Academic Researcher

Professor Nemeth has over 100 publications in peer reviewed journals and books. Her work, primarily on influence and group decision making processes, has been translated in various languages and broadly applied to both business and to the law. Her most recent work has been on the topic of creativity and innovation and has included interviews with Nobel laureates in the sciences as well as entrepreneurs and CEOs of innovative companies. A complete list of her work and publications can be found in the curriculum vitae. Additional publications can be found and downloaded in the section on Consulting Services.

Areas of Research Interest

Social Psychology and Organizational Behaviour.

Research specialties are influence, creativity and small group decision making with a particular emphasis on the value of properly managed dissent for stimulating thought and creativity. Her work has been broadly applied, most notably in jury decision-making and the managing of innovation in organizational settings.

Additional related topics of her research include corporate cultures, profiting from diversity and dissent, the psychology of creative scientists and techniques, including brainstorming, for improving the quality of decision making and creativity.

Description

For most of Professor Nemeth’s professional career, she has studied small group decision making with an emphasis on the ways in which such decisions can be made “better”, more correct and more creative. Her emphasis has been on influence processes in general and the value of dissent, in particular, as she provides repeated evidence that dissent, even when it is wrong, stimulates divergent thinking, a consideration of more alternatives, and ultimately serves the detection of truths and the finding of creative solutions (“Minority Influence Theory”).

This research, while both experimental and naturalistic, concentrates on basic cognitive and influence processes. However, it has been broadly applied to law and to business. The work relevant to law is primarily on jury decision making and the reader is referred to “Jury Trials: Psychology and the Law” published in the Advances in Experimental Social Psychology (ed L. Berkowitz), 1981, 14 ,pp 309-367., as well as to a comparative analysis of France vs the United States. Professor Nemeth has also consulted extensively on jury trials and she was the first woman and the first social scientist to give an invited address to the Oregon Bar Association.

The research pertinent to business has focused not only on the quality of decision making and “teams” but also on corporate cultures that foster innovation. The Reader is referred to “Managing Innovation: When Less is More” published in the California Management Review (Fall 1997).

Professor Nemeth has given invited addresses on teams, decision making, persuasion, corporate cultures and innovation to the Business Schools or Schools of Management at Cornell, Harvard, Northwestern, MIT, Yale and at Aston Business School and London Business School in the United Kingdom as well as the School of Management in St. Petersburg, Russia, and UC Berkeley. In 2004-2005, she was named a Leverhulme Fellow, one of the most prestigious awards in social science in the United Kingdom, one which required addresses to Business Schools and local communities. She served 6 years as the Chair of the Board of Advisors to the Institute of Management, Innovation and Organization at the Haas school of Business at UC Berkeley.

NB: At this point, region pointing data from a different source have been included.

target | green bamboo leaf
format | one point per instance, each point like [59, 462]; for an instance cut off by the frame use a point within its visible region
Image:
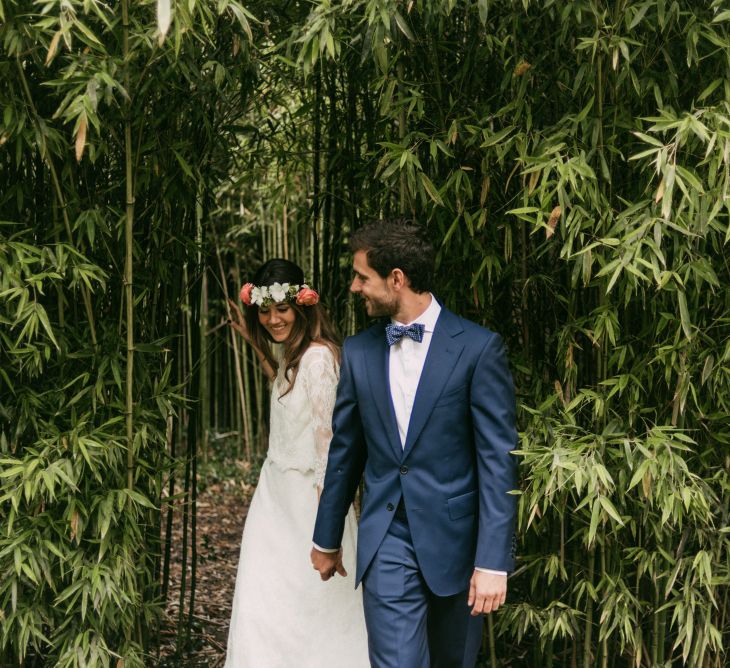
[610, 509]
[430, 189]
[403, 26]
[684, 314]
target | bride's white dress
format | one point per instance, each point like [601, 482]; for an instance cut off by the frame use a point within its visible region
[283, 614]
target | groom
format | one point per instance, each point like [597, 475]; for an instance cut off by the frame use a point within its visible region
[425, 412]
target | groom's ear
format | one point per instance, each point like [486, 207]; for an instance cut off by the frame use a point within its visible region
[398, 279]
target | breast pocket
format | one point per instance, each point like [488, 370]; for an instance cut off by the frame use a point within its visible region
[462, 505]
[454, 395]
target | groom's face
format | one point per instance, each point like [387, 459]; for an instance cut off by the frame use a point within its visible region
[375, 291]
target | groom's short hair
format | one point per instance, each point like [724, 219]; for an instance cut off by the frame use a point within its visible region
[398, 243]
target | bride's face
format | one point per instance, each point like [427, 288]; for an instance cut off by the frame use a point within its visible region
[278, 320]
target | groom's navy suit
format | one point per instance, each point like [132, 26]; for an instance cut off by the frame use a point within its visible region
[452, 476]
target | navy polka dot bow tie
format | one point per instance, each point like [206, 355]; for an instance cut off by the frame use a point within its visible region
[395, 333]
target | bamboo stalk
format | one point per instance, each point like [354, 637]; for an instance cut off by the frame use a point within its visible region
[587, 647]
[129, 251]
[236, 359]
[59, 193]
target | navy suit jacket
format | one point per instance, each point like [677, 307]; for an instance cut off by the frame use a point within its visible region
[455, 471]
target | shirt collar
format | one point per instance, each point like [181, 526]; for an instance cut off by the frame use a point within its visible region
[428, 318]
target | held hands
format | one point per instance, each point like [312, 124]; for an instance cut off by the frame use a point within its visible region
[486, 592]
[327, 563]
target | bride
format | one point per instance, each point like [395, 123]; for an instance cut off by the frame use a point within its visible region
[283, 615]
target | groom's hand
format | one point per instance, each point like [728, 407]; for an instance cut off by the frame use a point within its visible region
[327, 563]
[487, 592]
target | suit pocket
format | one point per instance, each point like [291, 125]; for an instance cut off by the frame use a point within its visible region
[462, 505]
[452, 396]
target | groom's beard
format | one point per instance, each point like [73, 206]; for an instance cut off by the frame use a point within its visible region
[381, 307]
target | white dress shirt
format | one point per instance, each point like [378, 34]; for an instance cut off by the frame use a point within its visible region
[405, 366]
[407, 358]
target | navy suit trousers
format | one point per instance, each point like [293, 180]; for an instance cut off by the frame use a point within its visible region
[408, 625]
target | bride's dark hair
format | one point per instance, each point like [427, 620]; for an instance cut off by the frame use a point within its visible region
[311, 325]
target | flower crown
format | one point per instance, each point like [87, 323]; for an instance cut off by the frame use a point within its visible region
[265, 295]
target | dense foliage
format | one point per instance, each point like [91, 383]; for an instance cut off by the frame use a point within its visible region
[573, 163]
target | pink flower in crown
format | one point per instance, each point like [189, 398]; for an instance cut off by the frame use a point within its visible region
[307, 297]
[245, 293]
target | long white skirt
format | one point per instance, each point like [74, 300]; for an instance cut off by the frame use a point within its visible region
[283, 614]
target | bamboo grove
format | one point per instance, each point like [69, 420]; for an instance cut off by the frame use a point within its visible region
[572, 160]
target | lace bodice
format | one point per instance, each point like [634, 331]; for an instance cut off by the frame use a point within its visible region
[301, 421]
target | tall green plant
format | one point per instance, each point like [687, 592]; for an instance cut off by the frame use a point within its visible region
[114, 120]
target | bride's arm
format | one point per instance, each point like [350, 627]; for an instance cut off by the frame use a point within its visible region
[320, 377]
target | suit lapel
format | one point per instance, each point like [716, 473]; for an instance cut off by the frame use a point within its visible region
[442, 356]
[379, 378]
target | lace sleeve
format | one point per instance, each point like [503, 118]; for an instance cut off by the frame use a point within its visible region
[320, 377]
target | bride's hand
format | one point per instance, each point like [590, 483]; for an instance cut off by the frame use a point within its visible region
[238, 322]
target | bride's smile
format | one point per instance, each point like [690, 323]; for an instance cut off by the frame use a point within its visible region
[278, 320]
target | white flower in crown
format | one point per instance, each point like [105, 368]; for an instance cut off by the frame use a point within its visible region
[278, 292]
[258, 296]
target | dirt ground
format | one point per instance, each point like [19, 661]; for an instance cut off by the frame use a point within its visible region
[222, 508]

As part of her research interests in creativity and innovation, Professor Nemeth spent 3 years interviewing Nobel laureates in Chemistry and Physics for 10-12 hours each and is currently preparing a book on that project. Other research interests include diversity of team members, techniques for raising the level of creativity (e.g. brainstorming, devil’s advocate), power (its uses and abuses) and persuasive tactics as well as cross cultural differences in creativity and influence processes. Her work on brainstorming was featured in an article in the New Yorker in 2012.